The lifetime capital gains exemption (LCGE) is one of the key tax planning advantages available to small business owners, farmers, and fishers. In 2021, it can exempt from tax up to $892,218 of capital gains realized on the sale of shares of a qualified small business corporation and up to $1 million of capital gains realized on the sale of shares of a family farm or fishing corporation. Until recently, existing legislation made it difficult for children to use a corporation to buy shares of a small business, family farm, or fishing corporation from their parents, when their parents wanted to claim the LCGE on the sale of those shares. A private member’s bill was introduced in Parliament last year proposing amendments to the Income Tax Act to alleviate these difficulties. Private member’s bills rarely make it through the legislative process. However, on June 29, 2021, Bill C-208 received Royal Assent, making it the law (but see cautionary note below).

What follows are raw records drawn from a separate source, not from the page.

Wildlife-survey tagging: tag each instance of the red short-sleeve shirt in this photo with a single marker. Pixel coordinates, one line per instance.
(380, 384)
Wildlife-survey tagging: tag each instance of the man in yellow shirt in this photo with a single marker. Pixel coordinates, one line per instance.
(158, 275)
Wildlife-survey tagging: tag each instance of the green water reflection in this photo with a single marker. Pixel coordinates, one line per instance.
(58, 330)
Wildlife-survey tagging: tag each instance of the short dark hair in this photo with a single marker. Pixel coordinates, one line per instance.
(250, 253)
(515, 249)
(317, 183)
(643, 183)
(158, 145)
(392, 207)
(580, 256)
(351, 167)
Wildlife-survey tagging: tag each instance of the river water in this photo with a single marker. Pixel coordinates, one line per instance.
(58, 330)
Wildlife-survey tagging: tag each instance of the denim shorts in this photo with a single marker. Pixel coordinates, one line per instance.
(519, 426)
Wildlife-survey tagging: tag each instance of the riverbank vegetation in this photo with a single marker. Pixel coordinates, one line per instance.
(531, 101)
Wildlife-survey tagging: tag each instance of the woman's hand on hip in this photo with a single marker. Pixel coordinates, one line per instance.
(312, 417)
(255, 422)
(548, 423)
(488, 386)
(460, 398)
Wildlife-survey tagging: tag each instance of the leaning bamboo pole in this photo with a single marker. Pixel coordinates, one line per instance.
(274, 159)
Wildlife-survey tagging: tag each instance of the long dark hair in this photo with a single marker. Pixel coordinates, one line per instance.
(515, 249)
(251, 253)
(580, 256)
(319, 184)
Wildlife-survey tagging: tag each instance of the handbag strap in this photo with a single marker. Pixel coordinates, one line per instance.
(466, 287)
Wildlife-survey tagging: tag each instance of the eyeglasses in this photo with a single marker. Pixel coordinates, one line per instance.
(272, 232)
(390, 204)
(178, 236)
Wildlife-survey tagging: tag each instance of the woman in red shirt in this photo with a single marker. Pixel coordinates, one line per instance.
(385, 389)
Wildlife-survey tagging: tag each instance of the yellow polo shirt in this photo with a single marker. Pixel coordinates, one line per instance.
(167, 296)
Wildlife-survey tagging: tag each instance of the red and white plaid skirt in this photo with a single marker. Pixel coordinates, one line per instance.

Prior to the amendments contained in Bill C-208, if a child wished to utilize a corporation to acquire shares from their parents, doing so essentially prevented the parent from utilizing their LCGE. This was viewed as an unfair restriction, as almost all business sales between unrelated parties are made through a purchaser corporation. Using a corporation to facilitate the purchase of a business significantly reduces the financing costs of the purchaser, as payments are made with after-tax corporate dollars, thereby avoiding or deferring the personal level of tax. If parents wanted to utilize the LCGE, their child was forced to acquire the shares personally, increasing the after-tax cost of the purchase. Before the amendments, when a child did use a corporation to purchase shares, if there had been any use of the LCGE to shelter a gain on the shares, past or present, subsection 84.1 of the Income Tax Act, would tax the parents on the portion of the gain sheltered with the LCGE as a taxable dividend.
The amendments attempt to level the playing field and to alleviate this problem by allowing a sale to non-arm’s length purchasers (i.e. from parent to child) of the shares to result in a capital gain and the ability to use the capital gains exemption to reduce the income tax.

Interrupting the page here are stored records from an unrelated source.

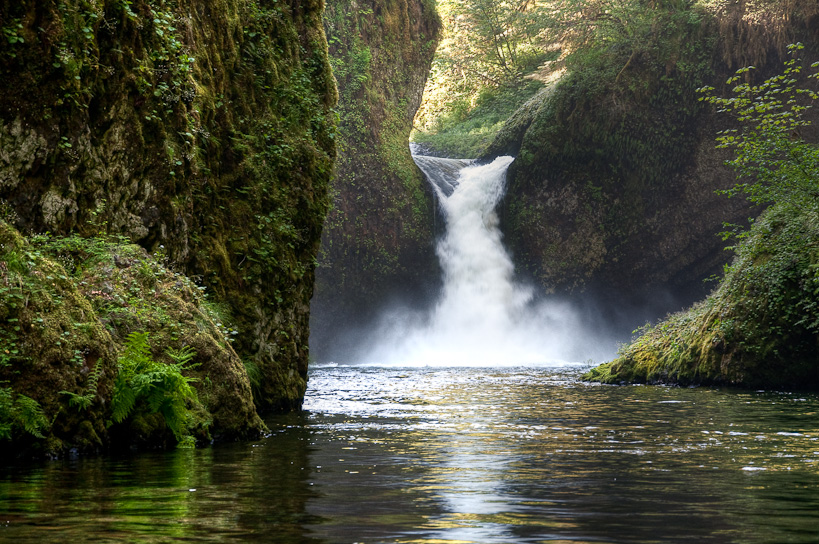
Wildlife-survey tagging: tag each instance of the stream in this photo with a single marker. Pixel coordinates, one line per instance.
(471, 427)
(452, 455)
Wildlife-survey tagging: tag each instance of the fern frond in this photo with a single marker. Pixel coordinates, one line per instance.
(29, 415)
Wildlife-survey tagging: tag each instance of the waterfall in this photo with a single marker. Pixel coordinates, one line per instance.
(484, 314)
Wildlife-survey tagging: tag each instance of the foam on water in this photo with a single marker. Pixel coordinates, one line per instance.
(484, 315)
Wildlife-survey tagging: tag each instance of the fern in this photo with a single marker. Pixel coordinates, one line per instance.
(84, 402)
(143, 383)
(19, 412)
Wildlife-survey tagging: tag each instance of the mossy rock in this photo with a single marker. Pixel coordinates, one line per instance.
(205, 127)
(69, 304)
(758, 329)
(378, 238)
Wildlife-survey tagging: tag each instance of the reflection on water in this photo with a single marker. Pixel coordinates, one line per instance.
(432, 455)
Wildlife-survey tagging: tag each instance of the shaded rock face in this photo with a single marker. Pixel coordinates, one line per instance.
(758, 329)
(204, 127)
(614, 189)
(67, 309)
(378, 239)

Additionally, Bill C-208 also enacts legislation that deems siblings to be considered non-arm’s length with respect to certain transactions. The intent of this change is to it make it easier to split corporations held by siblings on a tax deferred basis.
A note of caution:
On July 19, 2021, Deputy Prime Minister and Minister of Finance, Chrystia Freeland affirmed that private member’s Bill C-208, which received royal assent on June 29, 2021, is law and is now in effect. However, she also confirmed it is the government’s intention to bring forward amendments to this new legislation to ensure that the law facilitates genuine intergenerational share transfers, but also safeguards against any unintended tax avoidance loopholes that may have been created by the bill (e.g. surplus stripping transactions). The amendments will address certain issues, including:
- the requirement to transfer legal and factual control of the corporation carrying on the business from the parent to their child or grandchild, and the level of ownership in the corporation that the parent can maintain for a reasonable time after the transfer
- the requirements and timeline for the parent to transition their involvement in the business to the next generation, and that generation’s level of involvement after the transfer
The draft legislative amendments will be subject to consultation, and the final amendments will be introduced in a parliamentary bill that will apply the later of November 1, 2021 or the date of publication of the final draft legislation.